— Вот! — поторопился подытожить Ласточкин. — Не так уж ты, значит, оторвалась. Вспомнила и про Зайцеву. Весьма польщен, — он слегка поклонился.
— Да… — Морковкина повторила пропетые им несколько тактов. — Довольно симпатично и очень, очень напоминает первую тему второй части Четвертой симфонии Брамса, так ведь? — пристально глядя на Ласточкина, тоненько, чисто вывела начало Брамса.
От неожиданности он не нашелся что ответить. Он в самом деле не знал! Забыл… Но она-то! К чему в глаза тыкать? Странно, грубо…
— Ты расстроился? — она заботливо к нему наклонилась. — Я думала, ты сознательно. А так… тоже бывает. Сам знаешь, все друг у друга воруют — и очень даже достойные, и даже кое-кто из великих. Не в том ведь дело. Смотря кто брал, у кого и с какой надобностью. Одни чужое возвеличивают, другие принижают Как Малер сказал: материал не нов, расположение материала новое. Ну ладно, что ты в самом деле. Я ведь так, пошутила…
— Ничего себе шуточки, — пробурчал он, отдуваясь.
— Ты что, серьезно?
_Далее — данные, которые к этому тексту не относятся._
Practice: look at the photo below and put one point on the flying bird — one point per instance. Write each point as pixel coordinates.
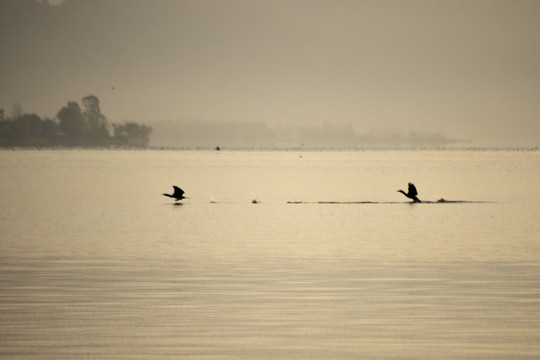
(178, 194)
(411, 194)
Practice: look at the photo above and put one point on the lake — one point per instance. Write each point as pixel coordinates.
(332, 264)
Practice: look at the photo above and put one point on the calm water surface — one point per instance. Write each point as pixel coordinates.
(96, 264)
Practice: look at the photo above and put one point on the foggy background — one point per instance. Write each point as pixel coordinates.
(461, 69)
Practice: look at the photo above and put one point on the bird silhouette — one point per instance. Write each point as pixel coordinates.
(411, 194)
(178, 194)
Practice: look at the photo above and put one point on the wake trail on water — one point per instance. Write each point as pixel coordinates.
(389, 202)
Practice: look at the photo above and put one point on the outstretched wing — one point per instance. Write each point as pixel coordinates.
(178, 192)
(412, 190)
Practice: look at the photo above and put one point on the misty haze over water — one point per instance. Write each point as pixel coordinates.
(468, 70)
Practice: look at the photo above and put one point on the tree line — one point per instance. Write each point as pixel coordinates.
(73, 126)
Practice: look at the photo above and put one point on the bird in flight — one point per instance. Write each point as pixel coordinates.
(412, 193)
(178, 194)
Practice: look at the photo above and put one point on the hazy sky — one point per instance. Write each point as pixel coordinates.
(470, 69)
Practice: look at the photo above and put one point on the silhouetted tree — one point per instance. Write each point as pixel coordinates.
(72, 122)
(97, 122)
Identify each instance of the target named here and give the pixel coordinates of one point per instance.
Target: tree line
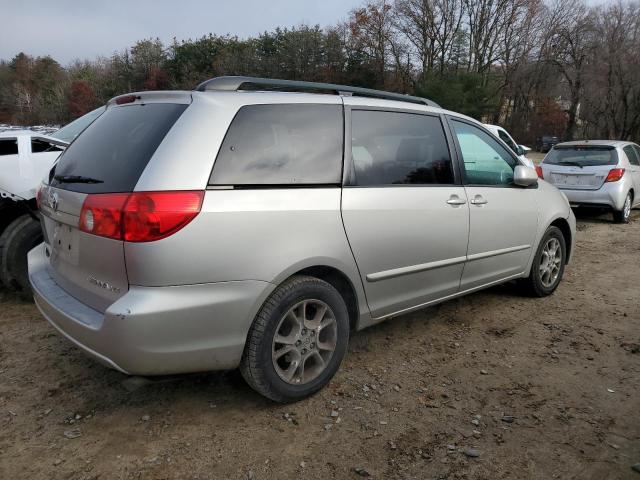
(558, 67)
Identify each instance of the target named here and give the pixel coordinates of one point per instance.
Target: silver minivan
(255, 223)
(596, 173)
Ты так серьезно к этому относишься?
— К чему «этому»?
— Ну вот… что по телевидению, по радио…
Он развернулся к ней всем корпусом:
— Радио, телевидение — это миллионная аудитория. Притворяешься, что ли, что не понимаешь?
— Я понимаю! — она сказала на выдохе. — Многие слушают. У многих не развит вкус. И вместо того чтобы воспитывать, подлаживаются и еще больше портят. Не хотят, верно, рисковать…
— Вот ты бы и занялась, — он хмыкнул.
— Да нет, при чем тут я? Ты послушай! — Он усмехнулся ее горячности, теперь она внимания его добивалась, а он выжидал. — Почему, правда, так получается? Ведь в общем-то каждому человеку присуще чутье на хорошее и на дурное. В искусстве тоже. Если бы надо было вникнуть самостоятельно, уверена, что разобрались бы. Но то ли из лени, то ли по чьему-то злому умыслу… — она вздохнула. — Ну скажи, зачем такое количество второсортного? То есть зачем в первую очередь второсортное скармливать, а настоящее оставлять как бы про запас? Таков спрос? Нет, у меня, во всяком случае, ощущение, что второсортное нарочно поощряется, не знаю вот только, с какой целью. Оно выгоднее, легче ему пробиваться, не замечал? Всегда так было? Возможно… Но теперь иные во всем масштабы, и со второсортным тоже — глобальные.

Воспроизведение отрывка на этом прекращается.